Posted by Lady Locs at 9:07 PM 3 comments
Saturday, January 10, 2009
WHAAA! If I were younger I would have a tantrum!
I missed my retighten appointment today and I can't blame anyone, fuss at anyone, beat up anyone but myself.
You see I am home sick, yep 104 fever, respiratory infection, stuck in the bed taking antiboitics. Yuck!
But Amour, my consultant is great she re-scheduled me for next Saturday.
So even though I am sick as I don't know what, my Sisterlocks are still cute! LOL
Cough, cough, bye
Posted by Lady Locs at 7:18 PM 1 comments
Friday, January 2, 2009
Inspiration comes through many avenues. A song, a childs cry, the loss of a loved one, or the scent of a rose.
One of my inspirations is my husband. He has supported me 100% through my journey. As I transitioned from perm to natural he was my number 1 fan, my cheering section, the base to my boom.
As I enter into this New Year and I reflect on my hopes for the future, I see they are the same as my past. I hope for continued peace, joy in viewing a sunrise, and laughter at the sound of a childs joy.

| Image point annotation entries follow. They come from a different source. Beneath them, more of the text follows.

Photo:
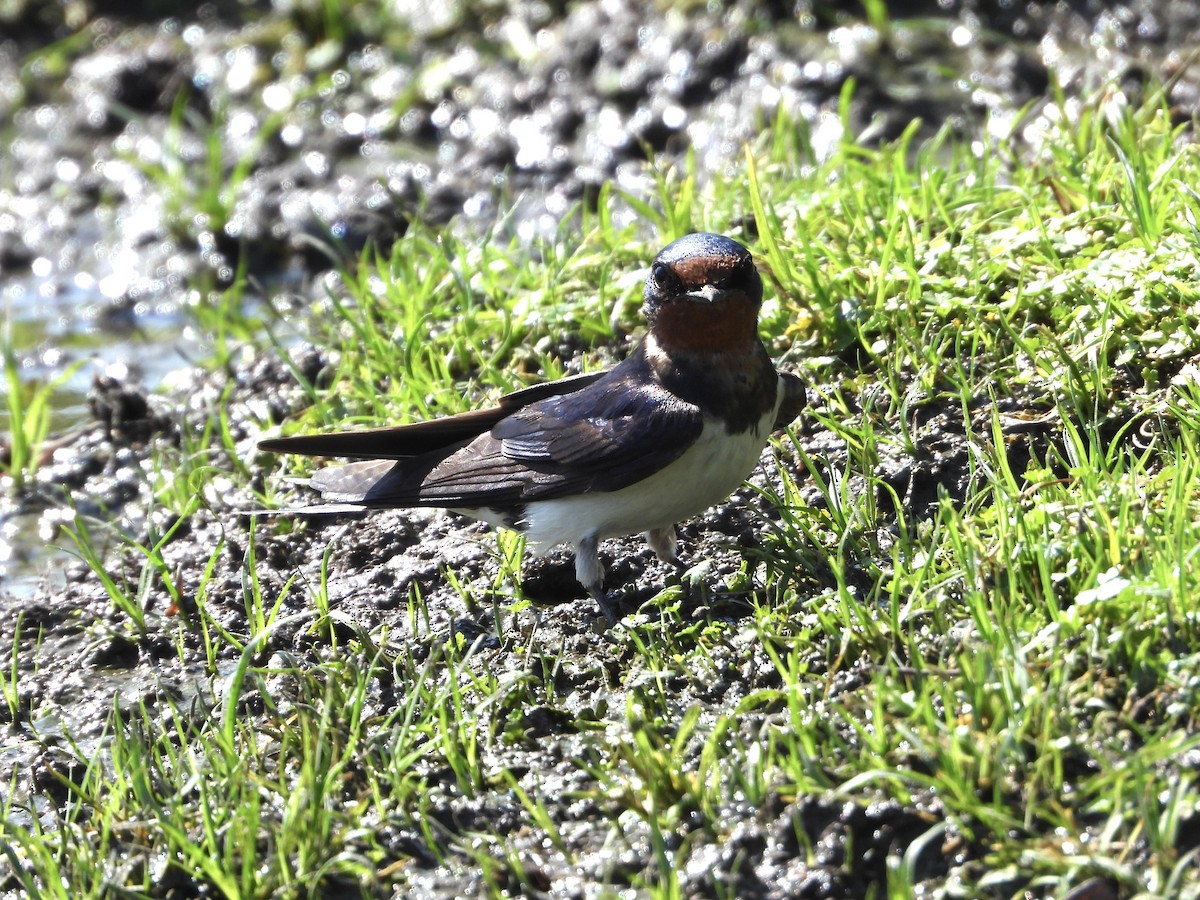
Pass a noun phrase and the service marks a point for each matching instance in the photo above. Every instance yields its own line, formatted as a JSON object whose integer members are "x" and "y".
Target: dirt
{"x": 513, "y": 137}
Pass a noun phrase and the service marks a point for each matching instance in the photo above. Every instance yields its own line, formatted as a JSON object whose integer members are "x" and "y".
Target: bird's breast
{"x": 703, "y": 475}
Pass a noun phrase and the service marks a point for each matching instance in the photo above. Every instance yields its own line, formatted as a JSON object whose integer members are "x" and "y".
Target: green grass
{"x": 1013, "y": 661}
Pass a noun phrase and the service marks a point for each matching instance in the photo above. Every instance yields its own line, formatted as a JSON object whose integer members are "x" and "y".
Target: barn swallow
{"x": 666, "y": 433}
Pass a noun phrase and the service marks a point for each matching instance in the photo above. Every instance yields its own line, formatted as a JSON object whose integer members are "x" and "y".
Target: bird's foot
{"x": 589, "y": 570}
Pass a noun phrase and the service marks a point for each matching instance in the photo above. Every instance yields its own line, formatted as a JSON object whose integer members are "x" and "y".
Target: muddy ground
{"x": 579, "y": 97}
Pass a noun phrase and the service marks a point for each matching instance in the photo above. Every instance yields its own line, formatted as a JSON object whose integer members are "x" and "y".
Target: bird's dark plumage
{"x": 667, "y": 432}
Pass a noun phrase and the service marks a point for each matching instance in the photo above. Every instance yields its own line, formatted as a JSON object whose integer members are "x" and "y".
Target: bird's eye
{"x": 665, "y": 279}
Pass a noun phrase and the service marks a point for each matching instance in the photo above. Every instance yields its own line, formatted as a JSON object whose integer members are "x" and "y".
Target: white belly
{"x": 707, "y": 473}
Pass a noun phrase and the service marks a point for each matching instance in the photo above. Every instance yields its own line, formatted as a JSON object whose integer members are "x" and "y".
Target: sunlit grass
{"x": 1012, "y": 661}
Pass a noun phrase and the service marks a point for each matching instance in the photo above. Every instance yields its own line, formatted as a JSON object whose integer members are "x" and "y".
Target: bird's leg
{"x": 589, "y": 570}
{"x": 665, "y": 545}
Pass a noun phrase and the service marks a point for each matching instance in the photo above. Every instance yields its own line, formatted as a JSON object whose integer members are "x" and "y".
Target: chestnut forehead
{"x": 706, "y": 269}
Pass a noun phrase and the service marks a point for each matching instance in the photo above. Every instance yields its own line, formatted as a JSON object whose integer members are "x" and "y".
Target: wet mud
{"x": 510, "y": 121}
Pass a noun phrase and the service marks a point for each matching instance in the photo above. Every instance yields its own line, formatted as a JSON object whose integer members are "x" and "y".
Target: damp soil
{"x": 510, "y": 121}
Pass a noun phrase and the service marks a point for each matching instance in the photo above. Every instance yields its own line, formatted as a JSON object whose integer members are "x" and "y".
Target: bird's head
{"x": 702, "y": 295}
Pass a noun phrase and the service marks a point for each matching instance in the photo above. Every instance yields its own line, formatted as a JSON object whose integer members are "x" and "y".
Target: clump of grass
{"x": 1012, "y": 661}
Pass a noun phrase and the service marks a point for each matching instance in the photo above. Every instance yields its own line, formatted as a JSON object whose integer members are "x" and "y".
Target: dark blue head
{"x": 703, "y": 295}
{"x": 701, "y": 268}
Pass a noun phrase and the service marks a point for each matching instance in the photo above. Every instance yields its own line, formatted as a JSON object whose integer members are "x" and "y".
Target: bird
{"x": 670, "y": 431}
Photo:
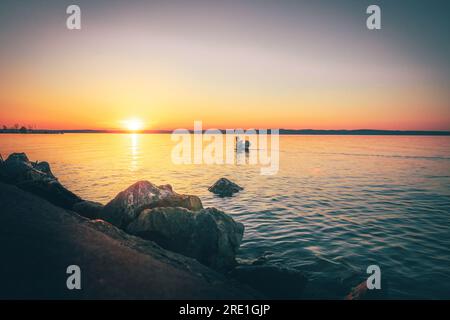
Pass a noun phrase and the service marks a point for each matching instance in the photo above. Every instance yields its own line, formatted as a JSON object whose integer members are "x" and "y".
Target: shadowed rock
{"x": 209, "y": 235}
{"x": 37, "y": 178}
{"x": 225, "y": 188}
{"x": 128, "y": 204}
{"x": 274, "y": 282}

Certainly there will be struggles, that is a part of life. However the structure of my charecter will help determine how I handle various situations.
I hope that this year brings clarity to my future vision, I seek to have a business of my own, but I must discover where my passion lies. There are so many things I want to do, but I feel there isn't enough time to accomplish it all. At 48 I have begun to want a schedule that runs by time clock. It want to find that thing that I am passionite about, that thing that causes me to lose track of time as I work. The thing that when I wake I am excited to get busy and get involved.
Perhaps I am looking for something that will leave a legacy of my life. A tangible history that I was here.